The worker first encountered a problem on March 26, when youths in a vehicle harassed her and one of them ran his finger across his throat, which, of course, is a characteristically Islamic symbolic death threat (decapitation).
But it was the next day, when the same female volunteer returned to help an injured cat, that the real trouble began. Approximately 10 young people, including the youths from the car from the day before, assaulted her. As Sennels relates it, “The young men stopped the animal ambulance, opened the ambulance door, stole the ignition key, tore at the woman’s hair and shouted in her face. The car’s taillight was smashed and the car was bumped.”
It’s also reported that the assailants threatened to kill the volunteer. The woman only escaped because one of the more level-headed youths returned her car keys, allowing her to flee the scene.

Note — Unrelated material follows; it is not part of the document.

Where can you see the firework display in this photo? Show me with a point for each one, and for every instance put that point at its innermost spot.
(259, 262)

Interestingly, video of the incident was captured and is available here.
The animal-protection agency no longer sends personnel into Vollsmose (respecting territorial claims, I guess). Most telling, however, was Danish animal-rights official Henrik Bucholdtz’s explanation for the assault. As Nyheder.TV2.dk relates it, (edited for grammar and style), the Muslim assailants “might have felt angry at the woman rescuer because she arrived in the area in one of Animal Protection’s expensive ambulances with flashing lights on the roof and a logo on the side.”

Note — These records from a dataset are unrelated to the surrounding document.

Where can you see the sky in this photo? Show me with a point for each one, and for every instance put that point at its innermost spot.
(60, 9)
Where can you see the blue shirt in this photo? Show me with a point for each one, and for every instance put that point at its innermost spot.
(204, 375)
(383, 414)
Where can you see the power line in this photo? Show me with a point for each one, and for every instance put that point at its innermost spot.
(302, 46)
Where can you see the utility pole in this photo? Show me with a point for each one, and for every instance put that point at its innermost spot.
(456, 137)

“We might have been mistaken for the authorities, but we are a voluntary organization that only wants to make a difference for animals and nothing else, says the animal-rights chief.”
In other words, the worker was only attacked (supposedly) because the locals thought she was a government official, entering a no-go zone that doesn’t exist and is a figment of overactive right-wing imaginations.

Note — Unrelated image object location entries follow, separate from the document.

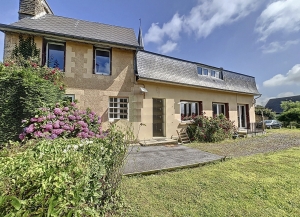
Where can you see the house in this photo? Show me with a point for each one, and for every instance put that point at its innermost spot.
(107, 69)
(274, 104)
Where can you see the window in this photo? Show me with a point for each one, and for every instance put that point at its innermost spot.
(70, 97)
(188, 109)
(55, 56)
(212, 73)
(102, 62)
(118, 108)
(199, 70)
(218, 109)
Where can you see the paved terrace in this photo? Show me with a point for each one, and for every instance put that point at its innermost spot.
(152, 159)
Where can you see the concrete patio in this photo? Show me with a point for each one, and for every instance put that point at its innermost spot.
(152, 159)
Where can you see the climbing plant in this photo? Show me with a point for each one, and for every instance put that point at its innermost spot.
(26, 49)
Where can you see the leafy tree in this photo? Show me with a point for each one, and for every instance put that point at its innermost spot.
(26, 49)
(259, 110)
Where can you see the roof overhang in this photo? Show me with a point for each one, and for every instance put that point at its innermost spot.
(190, 85)
(16, 29)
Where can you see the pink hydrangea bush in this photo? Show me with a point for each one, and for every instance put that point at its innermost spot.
(63, 120)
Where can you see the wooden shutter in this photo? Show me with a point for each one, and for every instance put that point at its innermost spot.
(227, 110)
(44, 52)
(200, 108)
(247, 116)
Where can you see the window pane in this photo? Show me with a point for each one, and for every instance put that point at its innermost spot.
(199, 69)
(102, 64)
(222, 109)
(56, 56)
(221, 75)
(215, 109)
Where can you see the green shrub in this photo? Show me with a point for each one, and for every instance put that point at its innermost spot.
(62, 177)
(213, 129)
(23, 90)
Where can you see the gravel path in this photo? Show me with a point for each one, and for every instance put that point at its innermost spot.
(274, 140)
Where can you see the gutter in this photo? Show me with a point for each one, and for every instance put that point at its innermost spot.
(17, 29)
(191, 85)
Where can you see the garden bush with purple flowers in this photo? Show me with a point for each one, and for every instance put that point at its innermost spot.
(23, 90)
(211, 129)
(62, 120)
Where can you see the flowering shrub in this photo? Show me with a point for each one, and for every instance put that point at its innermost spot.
(211, 129)
(62, 177)
(63, 120)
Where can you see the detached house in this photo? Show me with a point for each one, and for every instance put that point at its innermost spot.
(107, 69)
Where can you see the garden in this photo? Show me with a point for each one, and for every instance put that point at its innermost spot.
(55, 159)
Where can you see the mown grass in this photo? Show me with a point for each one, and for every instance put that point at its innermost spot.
(260, 185)
(273, 140)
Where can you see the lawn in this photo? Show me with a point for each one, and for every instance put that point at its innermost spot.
(273, 140)
(258, 185)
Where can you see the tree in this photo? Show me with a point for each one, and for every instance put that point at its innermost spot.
(260, 110)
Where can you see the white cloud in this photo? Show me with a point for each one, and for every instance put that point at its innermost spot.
(168, 47)
(282, 15)
(285, 94)
(277, 46)
(206, 16)
(292, 77)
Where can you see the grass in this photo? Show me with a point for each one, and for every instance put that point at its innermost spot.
(260, 185)
(273, 140)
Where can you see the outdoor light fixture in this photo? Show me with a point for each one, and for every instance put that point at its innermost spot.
(183, 102)
(143, 90)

It also should be noted here that it wasn’t conservatives who originated the no-go-zone story. It was the New York Times Magazine — in a 2007 essay entitled “The Battle Over the Banlieues,” which explored the 2005 Muslim rioting in big-city French suburbs (called the “banlieues”). As Jonathan S. Tobin put it in a 2015 article “‘No-Go Zones’ Are Not a Conservative Meme,” the Times essay “did not shy away from the fact that many of these places [no-go zones] had become all but off-limits to those who did not trace their origins to North Africa.”
This problem gets worse all the time, too, with a new report indicating that eight more no-go-zone areas (that don’t exist) in Sweden have now been labeled “especially vulnerable.”
Of course, nonexistence can appear reality when your eyes are closed. As to this, the Danish animal-protection officials said in response to their treatment in Vollsmose, “We are deeply puzzled.”